Verizon must continue delivering phone books for now

Company wants to eliminate residential white pages

— CUMBERLAND — The Maryland Public Service Commission has denied Verizon’s request to stop distributing residential white pages.

The commission met with Verizon representatives on Dec. 8 as part of the telephone company’s proposal to stop distributing residential white pages in all of the 12 states where it operates land line telephone service. The PSC sent a letter to Verizon on Dec. 10 disapproving the request for Maryland.

For further consideration of the matter, the commission requested that Verizon provide proof that customers generally don’t use paper copies of the white pages directory, but instead often refer to various alternatives to find residential listings. The commission also expressed concerns regarding customer notification of the change and requested that Verizon provide a revised educational proposal.

“We believe we presented a thorough customer notification plan to the commission — a plan that would include notices in white pages directories that will continue to be delivered, quarterly bill inserts and press releases that will be issued to media outlets throughout Maryland,” said Sandra Arnette of Verizon public relations. “In response to the commission’s comments, we will consider other options as well to inform customers.”    

According to Arnette, any customer who wants a paper copy of the directory can get one free of charge by simply calling SuperMedia at 800-888-8448.

“For now, it will be business as usual.
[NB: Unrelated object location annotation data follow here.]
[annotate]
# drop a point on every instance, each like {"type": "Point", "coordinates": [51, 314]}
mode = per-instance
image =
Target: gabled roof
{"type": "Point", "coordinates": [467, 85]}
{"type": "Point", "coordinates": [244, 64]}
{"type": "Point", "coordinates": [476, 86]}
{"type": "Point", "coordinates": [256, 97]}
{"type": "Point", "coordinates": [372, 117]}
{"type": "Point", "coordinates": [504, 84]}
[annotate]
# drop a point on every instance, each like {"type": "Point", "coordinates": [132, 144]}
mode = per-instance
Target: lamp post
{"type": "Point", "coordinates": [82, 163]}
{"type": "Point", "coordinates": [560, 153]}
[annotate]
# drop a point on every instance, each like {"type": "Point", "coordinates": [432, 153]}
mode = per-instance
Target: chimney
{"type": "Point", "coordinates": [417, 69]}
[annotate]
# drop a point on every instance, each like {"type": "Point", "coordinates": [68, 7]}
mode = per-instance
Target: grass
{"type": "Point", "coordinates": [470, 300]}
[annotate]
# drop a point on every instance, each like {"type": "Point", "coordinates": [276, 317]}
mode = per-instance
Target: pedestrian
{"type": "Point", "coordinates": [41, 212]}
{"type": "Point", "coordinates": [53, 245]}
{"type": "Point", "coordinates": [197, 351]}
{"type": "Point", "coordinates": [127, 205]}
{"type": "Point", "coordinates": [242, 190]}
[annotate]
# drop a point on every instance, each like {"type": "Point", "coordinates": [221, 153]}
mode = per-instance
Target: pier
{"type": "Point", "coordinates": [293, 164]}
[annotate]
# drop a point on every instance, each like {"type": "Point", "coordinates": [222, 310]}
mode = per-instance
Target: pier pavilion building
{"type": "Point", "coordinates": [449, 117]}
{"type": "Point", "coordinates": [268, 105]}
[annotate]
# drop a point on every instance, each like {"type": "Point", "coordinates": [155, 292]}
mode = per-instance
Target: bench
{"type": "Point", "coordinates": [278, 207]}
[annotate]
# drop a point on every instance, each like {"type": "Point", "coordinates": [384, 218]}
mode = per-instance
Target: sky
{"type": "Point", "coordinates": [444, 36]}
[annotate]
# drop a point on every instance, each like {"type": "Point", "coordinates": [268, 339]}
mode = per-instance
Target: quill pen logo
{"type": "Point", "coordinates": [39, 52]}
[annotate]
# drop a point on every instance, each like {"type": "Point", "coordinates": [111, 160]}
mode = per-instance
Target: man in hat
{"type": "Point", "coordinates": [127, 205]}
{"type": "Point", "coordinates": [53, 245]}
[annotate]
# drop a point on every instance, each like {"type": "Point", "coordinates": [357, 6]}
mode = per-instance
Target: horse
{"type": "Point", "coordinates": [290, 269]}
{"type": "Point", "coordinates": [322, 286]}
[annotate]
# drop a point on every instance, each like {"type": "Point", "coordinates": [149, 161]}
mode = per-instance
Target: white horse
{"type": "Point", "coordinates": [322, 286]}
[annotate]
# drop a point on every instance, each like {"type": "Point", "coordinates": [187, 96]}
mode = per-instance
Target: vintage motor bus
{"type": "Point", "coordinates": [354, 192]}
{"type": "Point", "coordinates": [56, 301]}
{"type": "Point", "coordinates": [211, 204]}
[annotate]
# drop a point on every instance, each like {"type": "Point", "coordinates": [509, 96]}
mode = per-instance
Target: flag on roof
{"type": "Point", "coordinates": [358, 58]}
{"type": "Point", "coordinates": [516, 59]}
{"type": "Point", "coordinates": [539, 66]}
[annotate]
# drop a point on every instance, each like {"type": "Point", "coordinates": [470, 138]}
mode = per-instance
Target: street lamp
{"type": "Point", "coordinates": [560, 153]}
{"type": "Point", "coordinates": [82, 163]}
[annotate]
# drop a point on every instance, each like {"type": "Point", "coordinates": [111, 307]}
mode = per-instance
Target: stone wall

We will continue our normal cycle of delivering the white pages directory while examining our potential next steps with the commission,” said Arnette, who was not sure of the time frame for resubmitting a proposal.

Verizon’s request for eliminating the paper form of residental white pages stems from consumers’ evolving preferences, alternatives for obtaining land line phone listings and the environmental impact.

 “If Verizon ultimately is able to move ahead with its plan for the white pages in Maryland, over 2,000 tons of paper would be saved each year  — much of which ends up in landfills today,” said Arnette.

States that will no longer carry the residential white pages include Pennsylvania, New York, New Jersey, Delaware and Florida.